Crude oil fell for a third day in New York on concern Hurricane Katrina will slow economic growth in the U.S., the world's largest energy user.

The storm could cut economic growth by 0.5 percent during the rest of the year, U.S. Treasury Secretary John Snow said yesterday. An ABC News/Washington Post survey said U.S. consumer confidence fell to its lowest since May. U.S. demand for oil, which accounts for a quarter of global consumption, is forecast to grow by 1.4 percent in the second half of the year.

"Slower U.S. growth may reduce growth in oil demand in the second half of the year," said Dariusz Kowalczyk, senior investment strategist at CFC Seymour Ltd. in Hong Kong. "We are seeing proof of reduced U.S. consumer confidence," reports Bloomberg.

According to Forbes, Crude for October delivery dropped $1.61, or 2.4%, to close at $65.96 a barrel on the New York Mercantile Exchange. The benchmark contract hasn't closed at a level that low since Aug. 23.
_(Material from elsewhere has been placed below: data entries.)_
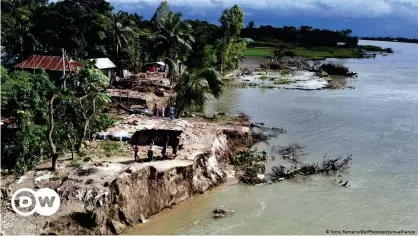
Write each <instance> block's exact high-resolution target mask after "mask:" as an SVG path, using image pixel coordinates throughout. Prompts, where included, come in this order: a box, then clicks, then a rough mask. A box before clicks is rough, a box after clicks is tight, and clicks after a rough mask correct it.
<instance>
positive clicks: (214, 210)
mask: <svg viewBox="0 0 418 236" xmlns="http://www.w3.org/2000/svg"><path fill="white" fill-rule="evenodd" d="M223 208H224V207H223V206H222V207H220V208H217V209H215V210H214V211H213V214H214V215H213V218H223V217H226V216H231V215H232V214H233V213H234V212H235V211H234V210H226V209H223Z"/></svg>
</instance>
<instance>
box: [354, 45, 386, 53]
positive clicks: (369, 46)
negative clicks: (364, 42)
mask: <svg viewBox="0 0 418 236" xmlns="http://www.w3.org/2000/svg"><path fill="white" fill-rule="evenodd" d="M358 48H359V49H363V50H365V51H370V52H383V51H386V50H387V49H390V48H382V47H379V46H375V45H360V46H358Z"/></svg>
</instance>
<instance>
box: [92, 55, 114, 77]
mask: <svg viewBox="0 0 418 236" xmlns="http://www.w3.org/2000/svg"><path fill="white" fill-rule="evenodd" d="M94 60H95V61H96V63H95V64H94V66H95V67H96V68H97V69H99V70H100V71H102V72H103V74H105V75H106V76H107V77H109V78H112V74H113V73H114V72H115V70H116V65H115V64H114V63H113V62H112V61H111V60H110V59H109V58H93V59H89V61H94Z"/></svg>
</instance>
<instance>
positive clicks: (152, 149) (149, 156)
mask: <svg viewBox="0 0 418 236" xmlns="http://www.w3.org/2000/svg"><path fill="white" fill-rule="evenodd" d="M153 146H154V140H153V139H151V143H150V145H149V148H148V153H147V156H148V158H149V159H150V161H152V160H153V158H154V150H153Z"/></svg>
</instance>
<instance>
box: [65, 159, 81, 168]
mask: <svg viewBox="0 0 418 236" xmlns="http://www.w3.org/2000/svg"><path fill="white" fill-rule="evenodd" d="M82 165H83V162H82V161H81V160H80V159H78V158H75V159H74V160H71V162H70V163H69V164H68V165H67V166H68V167H74V168H79V167H81V166H82Z"/></svg>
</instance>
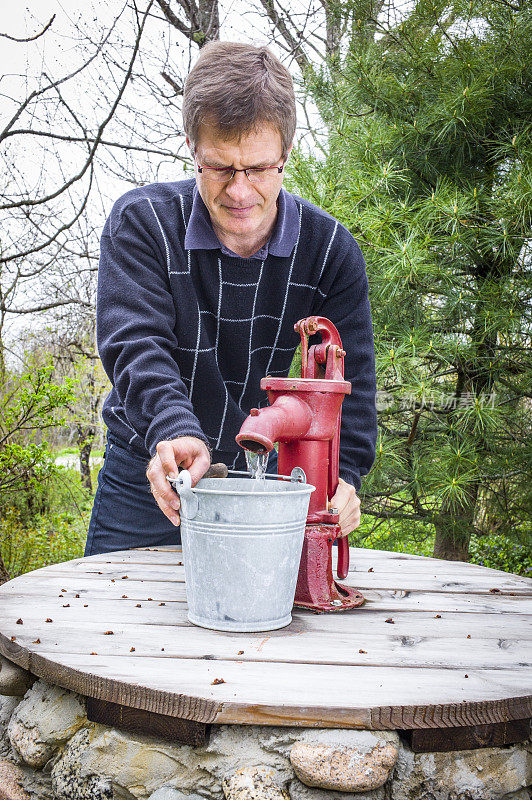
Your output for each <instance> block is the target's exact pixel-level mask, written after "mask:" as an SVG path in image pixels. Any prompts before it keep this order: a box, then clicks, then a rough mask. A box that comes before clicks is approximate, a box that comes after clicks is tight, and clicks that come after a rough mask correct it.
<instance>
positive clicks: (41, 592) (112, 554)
mask: <svg viewBox="0 0 532 800" xmlns="http://www.w3.org/2000/svg"><path fill="white" fill-rule="evenodd" d="M367 552H368V551H363V553H367ZM145 557H146V558H147V562H146V564H143V563H142V559H143V558H145ZM95 558H103V561H100V562H98V561H96V560H95ZM124 558H125V561H124V562H123V563H121V561H120V560H121V559H124ZM157 559H159V560H160V563H158V561H157ZM161 559H162V560H161ZM171 559H174V560H175V562H176V563H168V562H170V561H171ZM178 560H180V551H179V549H174V551H173V552H170V551H169V550H167V549H165V550H164V551H163V552H161V551H151V550H149V551H146V550H136V551H127V553H126V554H125V555H124V554H118V555H114V554H111V556H107V554H106V555H105V556H103V557H102V556H100V557H92V558H91V559H81V560H76V561H75V562H70V563H66V564H63V565H57V566H53V567H48V568H44V569H43V570H39V571H36V572H35V573H32V574H30V575H25V576H21V578H18V579H15V580H14V581H10V582H9V583H8V584H5V585H4V586H3V587H1V588H0V620H1V622H0V652H2V653H3V654H4V655H6V656H7V657H8V658H10V659H11V660H13V661H14V662H15V663H18V664H20V665H21V666H23V667H25V668H26V669H30V671H32V672H33V673H34V674H36V675H39V676H40V677H43V678H44V679H45V680H50V681H52V682H55V683H57V684H58V685H61V686H65V688H70V689H73V690H74V691H81V692H82V693H86V694H89V695H90V696H91V697H93V698H96V699H100V700H105V701H107V702H111V703H116V704H118V705H122V706H131V707H133V708H135V709H141V710H145V711H149V712H152V713H158V714H163V715H167V716H177V717H182V718H185V719H189V720H195V721H197V722H200V723H202V724H205V725H206V724H210V723H211V722H220V723H222V722H225V723H229V724H235V723H243V724H254V723H255V724H284V725H292V724H294V725H310V726H316V727H327V726H328V727H334V726H338V725H340V726H346V727H373V728H384V729H387V728H392V729H393V728H401V729H410V728H417V727H422V728H423V727H440V726H441V727H457V726H459V725H461V726H463V725H465V726H470V727H471V726H475V725H480V724H489V723H492V722H504V721H508V720H511V719H522V718H524V717H527V716H530V714H531V713H532V710H531V702H532V698H531V697H530V686H531V684H532V680H531V677H532V670H531V667H530V664H531V662H532V656H531V649H532V648H531V646H530V641H531V639H532V603H531V600H530V592H529V587H530V582H529V581H527V580H525V579H521V578H519V577H517V576H508V575H506V574H505V573H495V577H496V578H497V580H498V581H500V586H499V585H497V586H496V587H492V586H491V584H492V581H493V579H494V576H493V571H488V570H484V569H483V568H481V567H475V568H471V567H470V565H464V564H462V563H459V562H457V563H456V564H454V565H451V567H450V568H449V562H438V561H435V560H432V559H426V558H422V557H421V558H417V559H412V558H411V557H410V556H405V555H403V554H389V553H384V554H382V553H381V555H377V557H376V558H375V551H371V561H369V560H366V562H365V563H366V565H367V569H370V568H371V565H373V564H374V563H375V567H374V568H373V572H368V571H367V569H366V571H365V573H362V572H360V571H359V570H360V567H361V565H362V564H363V557H361V559H360V563H359V564H358V565H357V566H358V571H355V572H353V573H352V574H351V576H350V581H349V582H351V583H352V584H353V585H355V586H356V585H357V579H358V580H359V581H360V582H362V581H364V580H366V581H367V588H364V594H366V596H367V603H366V605H365V606H364V607H363V608H362V609H357V610H355V611H352V612H349V613H346V614H331V615H312V614H310V613H308V612H302V611H297V612H295V613H294V619H293V622H292V624H291V625H289V626H287V628H285V629H283V630H280V631H274V632H270V633H266V634H264V633H257V634H230V633H223V632H217V631H208V630H203V629H200V628H196V627H195V626H191V625H190V623H189V622H188V621H187V618H186V595H185V591H184V589H185V587H184V582H183V580H184V571H183V568H182V567H179V566H178V565H177V561H178ZM124 563H125V566H124V565H123V564H124ZM410 568H411V569H410ZM409 569H410V572H409ZM453 570H454V572H453ZM468 570H471V572H470V575H469V572H468ZM396 573H397V574H396ZM451 573H452V575H451ZM126 575H127V577H124V576H126ZM450 575H451V577H450ZM468 577H470V580H468ZM396 581H400V582H401V584H402V586H401V588H399V589H395V588H394V587H395V586H396ZM405 581H406V583H405ZM379 583H381V584H385V585H384V586H379ZM409 586H411V587H413V588H412V589H409V588H408V587H409ZM404 587H406V588H404ZM488 587H489V588H500V589H502V591H501V592H495V593H492V592H490V591H489V588H488ZM161 604H162V605H161ZM19 618H20V619H22V624H17V621H18V619H19ZM47 619H52V620H53V622H47V621H46V620H47ZM109 631H112V633H110V632H109ZM12 639H13V641H12ZM133 639H134V641H133ZM132 647H133V648H134V650H131V648H132ZM221 679H223V682H220V681H221ZM309 698H310V704H309Z"/></svg>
October unleaded gasoline gave up 12.87 cents, or 5.9%, to close at $2.055 a gallon, after trading as low as $2.04, a level not seen since last Monday. October heating oil ended the session at $2.0543 a gallon, down 3.68 cents.

"This week, markets will continue to be driven by products, and in particular gasoline, which will have downward pressure from refineries coming back up and imports of products from Europe, which will start arriving in a couple of weeks," said James Williams, an economist at WTRG Economics.

The International Energy Agency announced plans Friday to make 60 million barrels of crude oil and refined petroleum products available to the global market over the next month in response to Hurricane Katrina.

Also, starting Wednesday, the Japanese government will begin releasing 7.3 million barrels of private-sector oil reserves to cope with U.S. supply disruptions in the aftermath of Katrina, according to a media report.